Régis Debray en parle très bien dans son livre Allons aux faits : s’instaure un « tout se vaut, donc rien ne vaut » qui efface les frontières entre le vrai et le faux, le nécessaire et le gratuit, l’impératif et le facultatif. N’importe quel 2 + 2 = 5 devient une position intéressante, et le 2 + 2 = 4 une option parmi les autres.

Dans un de ses livres, Tarik Ramadan dénonce l’arrogance de l’Occident qui veut imposer sa conception de la liberté - entendez par là que la femme voilée c’est une forme de liberté, le mariage de la fille à 10 ou 12 ans en est une autre, ainsi que la polygamie... D’autres salafistes disent "Oui pour la laïcité, mais il y a différentes laïcités".

Au final, c’est la remise en cause du système de valeurs sur lequel fonctionne notre société qui est visée.

Un rapide retour sur l’expérience algérienne. Années 1970 : 0 voile à l’université ; années 2000 : 95 % de voiles à l’université. Aujourd’hui un ami vient de publier un post sur Facebook : des magasins affichent que les femmes non voilées sont indésirables. Le feu est dans la maison. Pour paraphraser Alfred De Musset "On ne badine pas avec la laïcité".

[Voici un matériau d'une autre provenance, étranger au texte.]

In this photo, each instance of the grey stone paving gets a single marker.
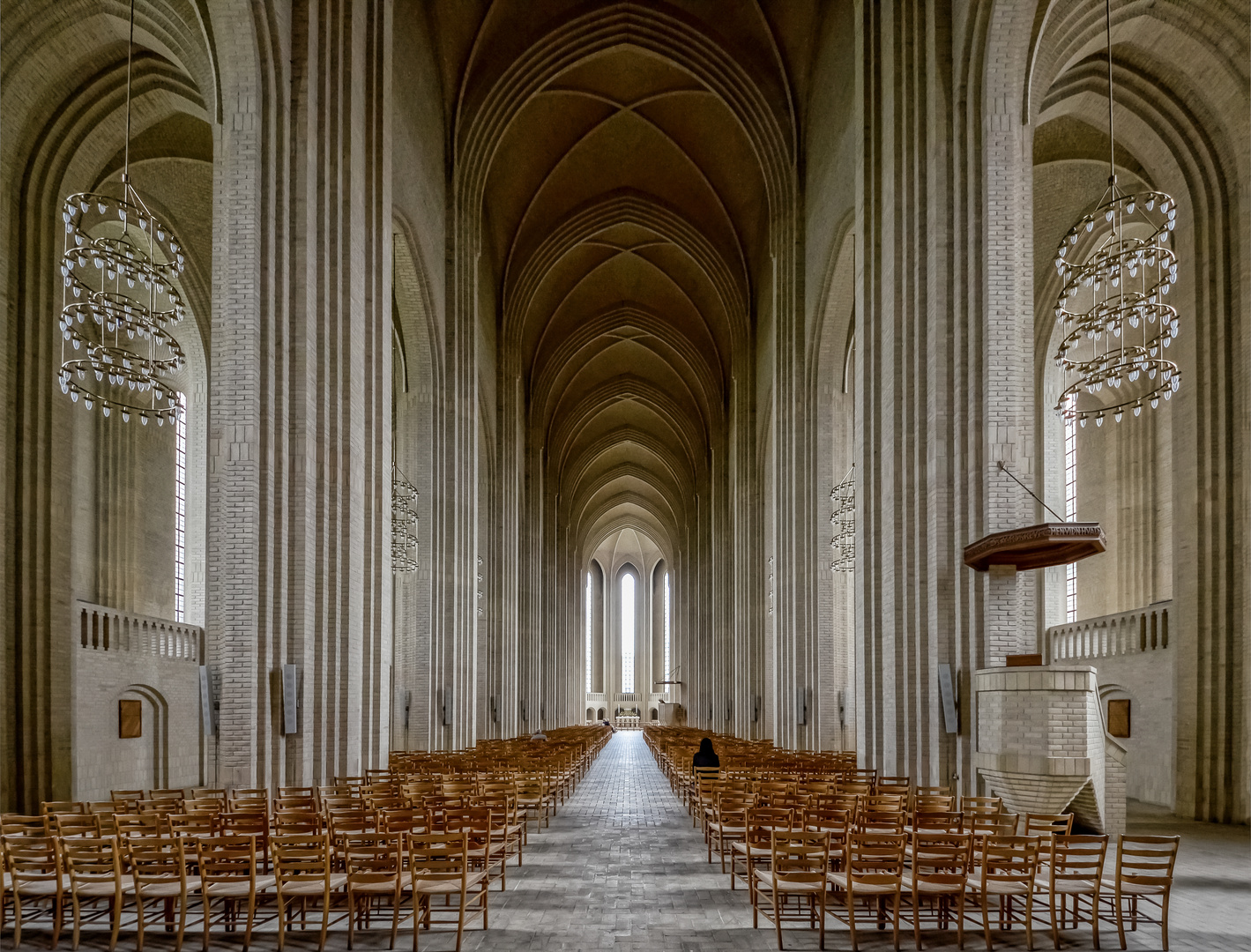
(622, 867)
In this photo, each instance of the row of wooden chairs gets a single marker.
(355, 874)
(941, 874)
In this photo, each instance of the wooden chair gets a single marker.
(140, 824)
(756, 847)
(227, 872)
(439, 866)
(104, 811)
(289, 822)
(94, 872)
(938, 878)
(374, 867)
(838, 823)
(1044, 824)
(128, 800)
(193, 826)
(874, 870)
(244, 823)
(33, 866)
(303, 871)
(75, 824)
(799, 865)
(1143, 872)
(51, 807)
(728, 824)
(23, 824)
(158, 871)
(1074, 870)
(981, 805)
(1008, 871)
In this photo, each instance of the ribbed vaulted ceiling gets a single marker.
(626, 212)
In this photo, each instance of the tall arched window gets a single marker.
(591, 593)
(627, 633)
(1071, 513)
(668, 666)
(181, 513)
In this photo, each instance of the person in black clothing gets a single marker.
(706, 755)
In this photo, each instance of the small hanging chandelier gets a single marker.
(1113, 307)
(844, 519)
(119, 301)
(405, 523)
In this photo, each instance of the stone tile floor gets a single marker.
(622, 867)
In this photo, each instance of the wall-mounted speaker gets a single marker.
(949, 700)
(290, 700)
(208, 703)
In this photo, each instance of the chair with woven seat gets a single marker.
(874, 871)
(158, 872)
(1044, 824)
(374, 868)
(191, 826)
(796, 877)
(24, 824)
(33, 865)
(235, 823)
(297, 821)
(94, 871)
(1143, 874)
(1072, 870)
(938, 877)
(227, 874)
(756, 847)
(75, 824)
(439, 866)
(486, 839)
(303, 871)
(728, 823)
(1008, 868)
(51, 807)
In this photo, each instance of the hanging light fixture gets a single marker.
(844, 519)
(119, 301)
(1111, 308)
(405, 522)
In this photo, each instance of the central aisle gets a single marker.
(621, 866)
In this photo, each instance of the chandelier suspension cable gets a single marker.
(1111, 128)
(130, 56)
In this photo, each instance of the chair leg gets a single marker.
(1120, 919)
(1029, 919)
(1054, 926)
(182, 924)
(251, 916)
(851, 915)
(116, 922)
(896, 917)
(986, 921)
(1164, 922)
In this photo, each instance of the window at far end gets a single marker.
(627, 633)
(181, 514)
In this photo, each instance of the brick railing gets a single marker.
(109, 629)
(1143, 629)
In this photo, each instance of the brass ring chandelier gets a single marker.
(405, 522)
(119, 301)
(1111, 309)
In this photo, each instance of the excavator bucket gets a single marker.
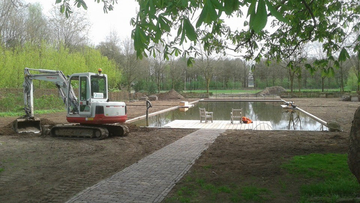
(27, 125)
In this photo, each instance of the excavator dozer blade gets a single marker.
(27, 125)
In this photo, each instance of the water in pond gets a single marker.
(280, 118)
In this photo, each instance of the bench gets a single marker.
(205, 115)
(236, 114)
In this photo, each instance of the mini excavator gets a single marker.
(85, 95)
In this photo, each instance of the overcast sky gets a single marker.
(102, 23)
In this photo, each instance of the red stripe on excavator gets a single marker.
(98, 119)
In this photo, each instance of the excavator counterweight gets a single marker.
(89, 111)
(27, 125)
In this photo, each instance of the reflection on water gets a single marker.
(280, 118)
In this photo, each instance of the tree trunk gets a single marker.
(354, 146)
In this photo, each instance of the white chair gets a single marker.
(205, 115)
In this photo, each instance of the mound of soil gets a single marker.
(172, 94)
(275, 90)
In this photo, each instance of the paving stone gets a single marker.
(151, 178)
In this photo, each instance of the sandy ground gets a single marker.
(36, 168)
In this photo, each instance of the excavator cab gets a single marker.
(85, 95)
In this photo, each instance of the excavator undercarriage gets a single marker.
(89, 112)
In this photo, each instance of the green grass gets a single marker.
(327, 179)
(199, 190)
(13, 105)
(329, 175)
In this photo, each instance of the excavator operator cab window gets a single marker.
(98, 87)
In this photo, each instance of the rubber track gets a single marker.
(82, 131)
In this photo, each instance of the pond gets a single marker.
(280, 118)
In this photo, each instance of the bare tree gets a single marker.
(12, 22)
(36, 25)
(132, 67)
(71, 31)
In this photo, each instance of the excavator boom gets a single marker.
(88, 107)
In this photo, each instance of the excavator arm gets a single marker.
(29, 123)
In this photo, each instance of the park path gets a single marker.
(152, 178)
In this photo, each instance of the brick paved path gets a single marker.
(150, 179)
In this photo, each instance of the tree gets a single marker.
(296, 22)
(132, 68)
(71, 31)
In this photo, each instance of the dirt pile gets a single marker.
(275, 90)
(172, 94)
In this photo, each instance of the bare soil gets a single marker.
(35, 168)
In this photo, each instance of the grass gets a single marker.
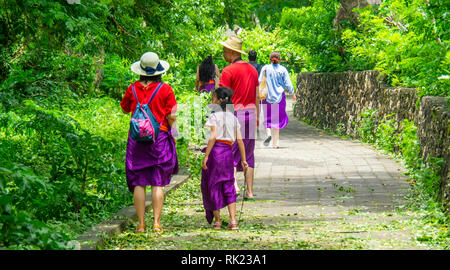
(185, 228)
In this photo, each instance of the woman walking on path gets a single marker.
(208, 75)
(242, 78)
(151, 164)
(217, 183)
(274, 106)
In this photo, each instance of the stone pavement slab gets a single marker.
(336, 188)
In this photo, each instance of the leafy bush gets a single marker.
(366, 127)
(406, 40)
(386, 137)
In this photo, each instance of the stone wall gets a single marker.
(335, 101)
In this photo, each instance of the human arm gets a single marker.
(217, 78)
(288, 85)
(125, 104)
(211, 142)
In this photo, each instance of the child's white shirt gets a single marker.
(226, 125)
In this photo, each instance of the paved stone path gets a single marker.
(337, 189)
(317, 191)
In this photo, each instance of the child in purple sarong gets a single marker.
(217, 183)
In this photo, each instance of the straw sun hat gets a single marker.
(233, 43)
(150, 65)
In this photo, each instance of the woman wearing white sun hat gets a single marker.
(151, 164)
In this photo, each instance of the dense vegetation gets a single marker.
(64, 66)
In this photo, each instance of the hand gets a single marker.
(205, 159)
(244, 165)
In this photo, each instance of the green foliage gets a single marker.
(311, 29)
(409, 144)
(385, 134)
(407, 41)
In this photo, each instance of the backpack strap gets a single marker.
(135, 96)
(154, 93)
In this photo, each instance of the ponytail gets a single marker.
(275, 57)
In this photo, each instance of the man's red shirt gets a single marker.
(242, 78)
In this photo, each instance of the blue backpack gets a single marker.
(143, 124)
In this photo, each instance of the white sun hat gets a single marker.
(233, 43)
(150, 65)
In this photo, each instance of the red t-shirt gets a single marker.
(242, 78)
(164, 103)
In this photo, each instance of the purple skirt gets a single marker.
(151, 164)
(275, 115)
(206, 88)
(247, 120)
(217, 183)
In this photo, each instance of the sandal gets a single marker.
(217, 225)
(232, 226)
(157, 228)
(248, 199)
(267, 140)
(140, 229)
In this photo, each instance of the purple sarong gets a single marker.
(247, 120)
(207, 87)
(218, 180)
(151, 164)
(275, 115)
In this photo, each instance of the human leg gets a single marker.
(276, 134)
(139, 204)
(232, 212)
(157, 202)
(249, 176)
(217, 222)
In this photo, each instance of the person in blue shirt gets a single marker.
(274, 106)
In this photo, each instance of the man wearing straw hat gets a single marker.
(242, 78)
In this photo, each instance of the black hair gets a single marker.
(207, 70)
(148, 79)
(225, 94)
(252, 55)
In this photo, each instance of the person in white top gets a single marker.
(218, 180)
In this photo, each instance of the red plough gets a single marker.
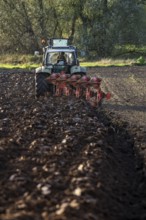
(79, 86)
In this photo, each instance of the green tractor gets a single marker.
(58, 57)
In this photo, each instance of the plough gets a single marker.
(61, 74)
(79, 86)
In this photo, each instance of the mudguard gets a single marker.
(78, 69)
(44, 69)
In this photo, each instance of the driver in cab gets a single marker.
(61, 58)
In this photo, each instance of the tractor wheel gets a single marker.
(41, 85)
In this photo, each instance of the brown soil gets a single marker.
(62, 159)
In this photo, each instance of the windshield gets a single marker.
(62, 58)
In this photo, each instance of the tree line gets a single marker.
(95, 26)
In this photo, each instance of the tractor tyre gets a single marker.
(41, 85)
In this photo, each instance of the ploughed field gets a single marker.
(62, 159)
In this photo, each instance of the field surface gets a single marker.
(61, 159)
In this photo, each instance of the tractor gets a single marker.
(61, 74)
(58, 57)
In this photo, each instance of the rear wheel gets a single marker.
(41, 85)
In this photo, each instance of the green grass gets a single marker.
(31, 62)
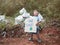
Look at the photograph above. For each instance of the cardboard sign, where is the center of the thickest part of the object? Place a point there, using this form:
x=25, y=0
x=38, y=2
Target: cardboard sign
x=30, y=25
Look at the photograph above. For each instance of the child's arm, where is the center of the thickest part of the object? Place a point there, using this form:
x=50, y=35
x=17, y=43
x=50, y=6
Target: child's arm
x=38, y=23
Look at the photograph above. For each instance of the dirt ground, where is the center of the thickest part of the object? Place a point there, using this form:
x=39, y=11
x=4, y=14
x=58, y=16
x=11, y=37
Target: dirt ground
x=49, y=36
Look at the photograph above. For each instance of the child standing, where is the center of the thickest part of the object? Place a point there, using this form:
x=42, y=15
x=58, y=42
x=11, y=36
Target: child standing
x=39, y=19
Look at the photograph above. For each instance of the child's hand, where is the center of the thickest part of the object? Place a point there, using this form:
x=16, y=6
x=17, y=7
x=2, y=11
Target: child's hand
x=37, y=24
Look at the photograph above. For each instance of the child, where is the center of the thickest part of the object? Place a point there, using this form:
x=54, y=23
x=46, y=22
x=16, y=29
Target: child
x=39, y=19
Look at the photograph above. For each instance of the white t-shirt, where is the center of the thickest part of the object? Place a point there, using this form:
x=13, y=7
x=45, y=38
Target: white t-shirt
x=39, y=17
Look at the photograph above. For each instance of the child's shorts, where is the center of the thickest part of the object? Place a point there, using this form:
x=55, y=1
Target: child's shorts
x=38, y=30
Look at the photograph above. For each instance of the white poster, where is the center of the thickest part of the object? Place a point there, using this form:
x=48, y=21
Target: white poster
x=30, y=25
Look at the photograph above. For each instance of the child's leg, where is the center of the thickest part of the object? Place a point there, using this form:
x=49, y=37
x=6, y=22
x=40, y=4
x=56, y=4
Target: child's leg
x=31, y=37
x=38, y=33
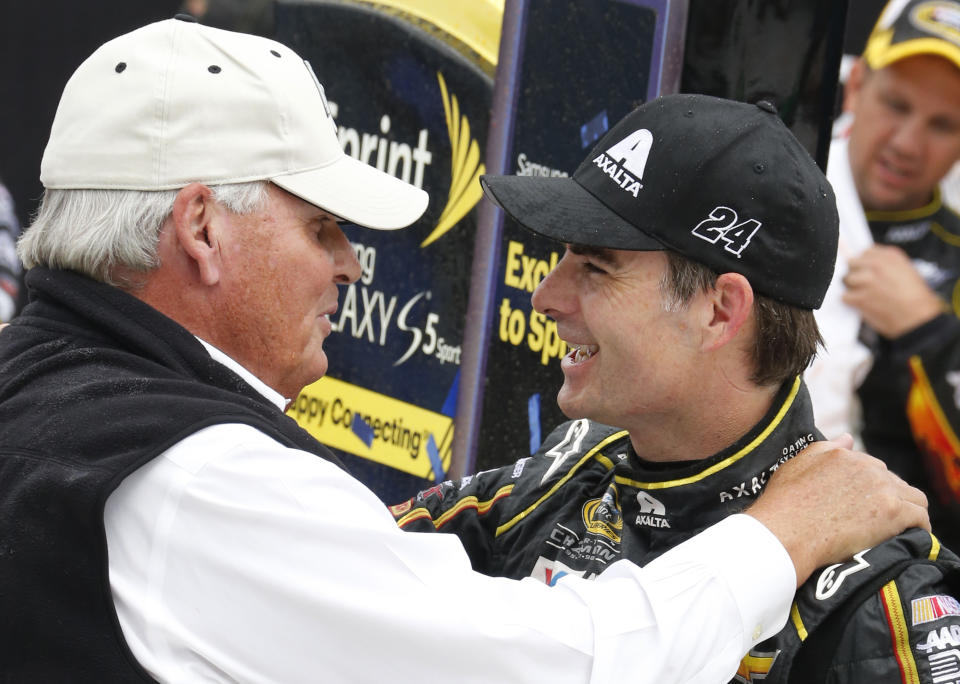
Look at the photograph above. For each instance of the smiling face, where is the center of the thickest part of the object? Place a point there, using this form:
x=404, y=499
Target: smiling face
x=631, y=357
x=906, y=134
x=281, y=272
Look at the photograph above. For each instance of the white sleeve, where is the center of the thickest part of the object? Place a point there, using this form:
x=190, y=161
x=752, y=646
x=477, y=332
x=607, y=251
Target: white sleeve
x=840, y=367
x=233, y=558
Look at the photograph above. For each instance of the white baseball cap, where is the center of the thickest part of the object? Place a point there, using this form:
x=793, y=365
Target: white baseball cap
x=176, y=102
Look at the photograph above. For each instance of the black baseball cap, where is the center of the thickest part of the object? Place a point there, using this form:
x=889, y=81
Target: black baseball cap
x=915, y=27
x=723, y=183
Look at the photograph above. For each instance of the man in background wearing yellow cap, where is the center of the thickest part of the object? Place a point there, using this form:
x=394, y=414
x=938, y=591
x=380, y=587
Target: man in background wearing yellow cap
x=891, y=370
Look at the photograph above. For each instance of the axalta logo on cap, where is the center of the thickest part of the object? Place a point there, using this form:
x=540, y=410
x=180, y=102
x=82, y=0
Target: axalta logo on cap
x=625, y=161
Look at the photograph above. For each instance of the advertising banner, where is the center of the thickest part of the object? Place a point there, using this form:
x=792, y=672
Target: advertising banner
x=413, y=101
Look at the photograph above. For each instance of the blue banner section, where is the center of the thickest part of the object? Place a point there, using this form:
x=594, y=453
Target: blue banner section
x=434, y=453
x=533, y=418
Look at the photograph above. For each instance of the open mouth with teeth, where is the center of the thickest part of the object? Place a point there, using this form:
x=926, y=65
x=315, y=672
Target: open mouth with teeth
x=582, y=352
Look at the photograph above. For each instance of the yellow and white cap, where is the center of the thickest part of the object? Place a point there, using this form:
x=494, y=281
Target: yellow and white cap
x=915, y=27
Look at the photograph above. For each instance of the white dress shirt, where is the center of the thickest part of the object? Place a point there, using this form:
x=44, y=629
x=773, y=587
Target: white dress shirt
x=236, y=559
x=841, y=366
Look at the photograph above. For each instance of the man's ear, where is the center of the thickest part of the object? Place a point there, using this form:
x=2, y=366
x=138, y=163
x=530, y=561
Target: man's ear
x=732, y=302
x=196, y=231
x=854, y=83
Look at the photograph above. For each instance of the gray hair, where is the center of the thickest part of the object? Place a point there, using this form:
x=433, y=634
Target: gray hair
x=105, y=233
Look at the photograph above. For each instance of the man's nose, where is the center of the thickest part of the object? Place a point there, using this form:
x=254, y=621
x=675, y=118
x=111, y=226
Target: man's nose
x=553, y=295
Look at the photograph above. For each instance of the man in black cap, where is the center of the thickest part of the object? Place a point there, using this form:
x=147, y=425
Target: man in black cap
x=700, y=235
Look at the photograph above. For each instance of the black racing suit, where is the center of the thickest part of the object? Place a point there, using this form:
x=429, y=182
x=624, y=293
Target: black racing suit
x=910, y=396
x=585, y=499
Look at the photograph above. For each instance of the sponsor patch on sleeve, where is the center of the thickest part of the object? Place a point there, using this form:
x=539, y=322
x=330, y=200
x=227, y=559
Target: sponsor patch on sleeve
x=930, y=608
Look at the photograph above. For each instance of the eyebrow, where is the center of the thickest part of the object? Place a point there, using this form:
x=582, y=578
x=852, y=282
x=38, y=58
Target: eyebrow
x=601, y=254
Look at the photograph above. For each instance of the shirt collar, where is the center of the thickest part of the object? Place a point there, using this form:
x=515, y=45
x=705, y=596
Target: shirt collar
x=269, y=393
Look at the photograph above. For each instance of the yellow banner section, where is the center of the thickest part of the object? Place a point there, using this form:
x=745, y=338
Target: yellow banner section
x=374, y=426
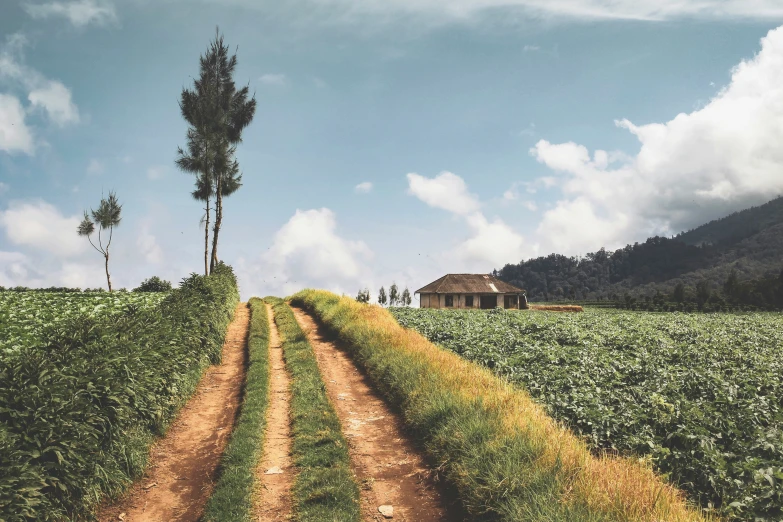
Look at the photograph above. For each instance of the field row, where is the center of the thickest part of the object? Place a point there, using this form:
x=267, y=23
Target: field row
x=700, y=396
x=499, y=450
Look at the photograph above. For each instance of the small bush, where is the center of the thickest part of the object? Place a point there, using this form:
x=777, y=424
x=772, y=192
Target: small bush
x=154, y=284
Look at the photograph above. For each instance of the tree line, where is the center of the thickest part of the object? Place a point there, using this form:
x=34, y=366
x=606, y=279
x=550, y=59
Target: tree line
x=216, y=113
x=394, y=298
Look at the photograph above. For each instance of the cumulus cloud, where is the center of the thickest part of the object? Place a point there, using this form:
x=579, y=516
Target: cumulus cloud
x=492, y=243
x=50, y=97
x=308, y=252
x=95, y=167
x=15, y=135
x=446, y=191
x=363, y=188
x=55, y=99
x=79, y=13
x=277, y=79
x=156, y=172
x=147, y=245
x=42, y=226
x=698, y=166
x=650, y=10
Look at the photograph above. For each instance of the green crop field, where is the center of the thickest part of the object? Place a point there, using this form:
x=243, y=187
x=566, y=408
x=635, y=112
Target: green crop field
x=25, y=316
x=701, y=396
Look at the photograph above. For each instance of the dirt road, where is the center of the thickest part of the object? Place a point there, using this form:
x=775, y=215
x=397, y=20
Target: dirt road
x=390, y=469
x=183, y=464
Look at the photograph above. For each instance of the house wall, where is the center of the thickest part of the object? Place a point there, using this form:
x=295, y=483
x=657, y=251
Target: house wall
x=439, y=300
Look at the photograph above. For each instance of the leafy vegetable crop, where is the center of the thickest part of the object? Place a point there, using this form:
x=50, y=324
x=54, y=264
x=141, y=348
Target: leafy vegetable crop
x=81, y=402
x=26, y=316
x=699, y=395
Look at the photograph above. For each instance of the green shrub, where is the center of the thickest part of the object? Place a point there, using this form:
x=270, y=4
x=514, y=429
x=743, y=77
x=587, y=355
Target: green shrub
x=78, y=411
x=153, y=284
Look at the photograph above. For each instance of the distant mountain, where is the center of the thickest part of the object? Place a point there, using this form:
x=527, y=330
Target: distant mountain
x=748, y=243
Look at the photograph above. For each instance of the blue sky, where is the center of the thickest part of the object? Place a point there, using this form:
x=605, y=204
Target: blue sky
x=393, y=141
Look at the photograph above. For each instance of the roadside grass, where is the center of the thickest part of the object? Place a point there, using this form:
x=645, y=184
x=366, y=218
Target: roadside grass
x=81, y=407
x=324, y=489
x=232, y=498
x=507, y=459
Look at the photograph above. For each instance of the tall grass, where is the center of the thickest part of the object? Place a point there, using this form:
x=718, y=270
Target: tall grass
x=79, y=410
x=507, y=459
x=231, y=500
x=324, y=489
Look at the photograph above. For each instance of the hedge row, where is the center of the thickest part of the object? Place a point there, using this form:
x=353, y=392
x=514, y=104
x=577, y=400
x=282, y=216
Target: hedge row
x=79, y=411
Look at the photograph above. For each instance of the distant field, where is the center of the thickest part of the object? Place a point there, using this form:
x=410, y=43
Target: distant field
x=25, y=316
x=699, y=395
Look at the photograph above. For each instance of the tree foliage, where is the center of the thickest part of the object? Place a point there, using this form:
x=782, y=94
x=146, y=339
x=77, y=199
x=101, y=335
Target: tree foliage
x=107, y=217
x=217, y=113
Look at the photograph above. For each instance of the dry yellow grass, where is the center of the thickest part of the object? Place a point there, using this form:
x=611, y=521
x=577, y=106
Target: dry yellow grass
x=557, y=308
x=604, y=487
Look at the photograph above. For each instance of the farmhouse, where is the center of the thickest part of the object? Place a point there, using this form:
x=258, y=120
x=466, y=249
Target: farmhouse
x=471, y=291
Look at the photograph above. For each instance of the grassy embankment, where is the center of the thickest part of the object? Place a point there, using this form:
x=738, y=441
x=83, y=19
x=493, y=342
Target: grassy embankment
x=324, y=489
x=232, y=498
x=81, y=407
x=506, y=457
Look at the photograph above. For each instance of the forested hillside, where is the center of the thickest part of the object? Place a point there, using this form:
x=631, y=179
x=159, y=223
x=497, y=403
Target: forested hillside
x=737, y=259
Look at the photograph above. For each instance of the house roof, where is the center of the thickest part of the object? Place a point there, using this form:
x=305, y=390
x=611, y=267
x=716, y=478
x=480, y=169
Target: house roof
x=469, y=284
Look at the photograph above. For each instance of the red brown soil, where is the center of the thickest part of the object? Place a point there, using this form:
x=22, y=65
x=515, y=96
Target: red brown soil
x=183, y=464
x=273, y=501
x=389, y=468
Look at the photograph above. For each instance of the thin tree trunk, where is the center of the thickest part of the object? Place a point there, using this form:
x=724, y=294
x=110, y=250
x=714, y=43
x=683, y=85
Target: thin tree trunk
x=108, y=277
x=218, y=222
x=206, y=241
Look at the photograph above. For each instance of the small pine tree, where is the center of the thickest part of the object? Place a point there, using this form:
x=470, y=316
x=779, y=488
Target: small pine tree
x=679, y=293
x=394, y=295
x=406, y=297
x=363, y=296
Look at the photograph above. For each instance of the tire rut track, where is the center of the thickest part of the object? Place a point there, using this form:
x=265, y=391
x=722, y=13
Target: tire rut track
x=183, y=464
x=273, y=500
x=388, y=466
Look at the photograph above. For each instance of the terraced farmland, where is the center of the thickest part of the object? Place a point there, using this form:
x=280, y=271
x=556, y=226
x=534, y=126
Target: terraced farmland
x=700, y=396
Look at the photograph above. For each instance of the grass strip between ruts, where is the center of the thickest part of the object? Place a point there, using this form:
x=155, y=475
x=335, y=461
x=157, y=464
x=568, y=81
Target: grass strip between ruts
x=232, y=498
x=324, y=489
x=507, y=459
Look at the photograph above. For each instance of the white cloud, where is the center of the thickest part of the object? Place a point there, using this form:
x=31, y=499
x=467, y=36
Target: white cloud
x=651, y=10
x=55, y=99
x=446, y=191
x=492, y=245
x=277, y=79
x=95, y=167
x=49, y=96
x=147, y=245
x=41, y=226
x=363, y=188
x=308, y=252
x=80, y=12
x=156, y=172
x=698, y=166
x=15, y=135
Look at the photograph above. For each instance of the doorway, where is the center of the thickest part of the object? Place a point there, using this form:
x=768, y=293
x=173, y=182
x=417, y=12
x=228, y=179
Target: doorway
x=489, y=302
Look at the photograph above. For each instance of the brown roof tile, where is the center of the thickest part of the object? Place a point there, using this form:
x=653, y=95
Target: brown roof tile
x=468, y=284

Par ailleurs, pour qui est rôdé dans l’analyse du discours, forme et contenu, il est évident que celui de cette jeune fille a été appris par coeur ; il est loin d’exprimer et signifier une liberté de ton qui d’ailleurs n’est pas permise chez les islamistes. Pour l’exemple, dans une de ses déclarations sur le voile, Marwan Muhammad du CCIF reprend, mot pour mot, celle de Tarik Ramadan dans le livre Mon intime conviction, fût-elle très ambigüe comme d’habitude : "Il est anti-islamique d’imposer le voile à une femme et c’est une atteinte aux droits de l’Homme que de lui imposer de l’enlever". C’est, pourrait-on dire, le ni-ni à la sauce salafiste. Cette façon de diffuser la doctrine rappelle étrangement la pratique des sectes.

Au plan théorique, c’est ce qu’on appelle le relativisme culturel. Moi, je dis, je persiste et signe : respecter toues les cultures, oui ! Tout respecter dans ces cultures, non ! Mille fois non ! Car admettre la différence, cela ne signifie non plus s’interdire tout jugement sur des pratiques attestant un pouvoir de domination ou d’assujetissement, pour parler comme Henri Pena-Ruiz.

Enfin, cette jeune étudiante ne maîtrise pas son sujet ; elle ne sait pas si elle est syndicaliste, auquel cas son rôle est de défendre tous les étudiants(es). Ou si elle est militante féministe, et alors elle défend les femmes, certaines femmes, celles qui portent le voile, pas celles qu’un de ses mentors, Hani Ramadan considère « comme une pièce de monnaie qui circule de main en main ».

A l’image de ses gourous, et fidèle à la doctrine, elle est dans le « il n’y a pas qu’un seul féminisme ».

Au bout du compte, il semble plus plausible que cette étudiante était en service commandé ; d’autres l’on fait avant elles dans d’autres domaines : tester la résistance de la République.

Contrairement à ce qu’elle prétend, son voile n’a qu’un seul sens, le sens politique.